Auron, honestly bite the hand off of the local guy selling a 15" Viewsonic for £25. It's not very much money, it's a decent bran […]
Show full quote
Auron, honestly bite the hand off of the local guy selling a 15" Viewsonic for £25. It's not very much money, it's a decent brand, you can see it working in the screenshots, and it'll do a decent refresh rate (85Hz) at 1024x768. It's also 'period appropriate' - as I mentioned previously, first time I played Fate of Atlantis I played it on a not very good 14" monitor. If it all goes wrong you'll have lost very little money, whilst everything else is a lottery.
CRTs don't have a 'native resolution' but they do have a maximum resolvable resolution - after that the unresolvable pixels blur into the other ones, but due to the way CRT works it's pretty seamless.
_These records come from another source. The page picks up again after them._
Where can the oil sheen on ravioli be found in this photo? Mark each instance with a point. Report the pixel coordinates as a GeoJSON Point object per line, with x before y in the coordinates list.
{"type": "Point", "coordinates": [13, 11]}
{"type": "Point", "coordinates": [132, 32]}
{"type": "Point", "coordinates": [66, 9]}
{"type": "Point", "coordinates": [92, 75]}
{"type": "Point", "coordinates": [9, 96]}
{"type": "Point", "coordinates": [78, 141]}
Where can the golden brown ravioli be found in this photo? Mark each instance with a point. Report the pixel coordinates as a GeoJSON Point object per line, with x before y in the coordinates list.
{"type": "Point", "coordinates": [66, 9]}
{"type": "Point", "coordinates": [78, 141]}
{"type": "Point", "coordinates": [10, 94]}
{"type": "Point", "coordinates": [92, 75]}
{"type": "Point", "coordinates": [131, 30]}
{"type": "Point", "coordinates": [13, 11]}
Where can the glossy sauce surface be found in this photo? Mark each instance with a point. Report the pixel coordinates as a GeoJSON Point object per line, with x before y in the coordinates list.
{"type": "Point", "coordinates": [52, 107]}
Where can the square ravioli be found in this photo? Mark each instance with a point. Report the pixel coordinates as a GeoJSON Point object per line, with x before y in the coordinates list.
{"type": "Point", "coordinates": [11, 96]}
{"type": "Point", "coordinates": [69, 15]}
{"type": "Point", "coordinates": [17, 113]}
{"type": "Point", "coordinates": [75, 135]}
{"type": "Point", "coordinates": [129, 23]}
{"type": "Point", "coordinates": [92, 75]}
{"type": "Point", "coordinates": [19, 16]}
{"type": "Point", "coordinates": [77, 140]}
I'd agree that you need 75Hz as a usable minimum for use. Regardless of what the monitor supports, you should probably be running a 17" at a maximum of 1280x1024, and a 21" at a maximum of 1600x1200. My C220p monitors are high end 20" CRTs capable of synching to 2048x1536x75Hz, but what it can fully resolve based on the dot pitch (0.24mm) and screen size (16" x 12") is 1702x1276 pixels. The closest common resolution to that is 1600x1200 with a little left over, you could push this to 1792x1344 or 1920x1440, but you're losing detail at that stage. I have used it at 2048x1536 but everything is very small and it's hard on the eyes!
It's also an issue if you're running non retro games. Practically all CRT monitors have a 4:3 aspect ratio, a rarity in TFT these days which are usually 16:9 or 16:10, with a minority of super wide aspect ratios. Some games simply don't support 4:3 at all, and the older ones tend to top out at 1600x1200.
What the specification says you can do, and what your drivers support are also two different things. The C220p is capable of running 1600x1200x100Hz all day, but not all drivers support it. This is not restricted to closed source operating systems; if you're going to be running something open source based be aware that as CRTs are no longer produced, they are rarely tested against now and the defaults are for TFTs. You will probably have to do some tweaking, especially if your monitor is connected via BNC and therefore can't supply an EDID over DDC to specify what resolutions it can handle.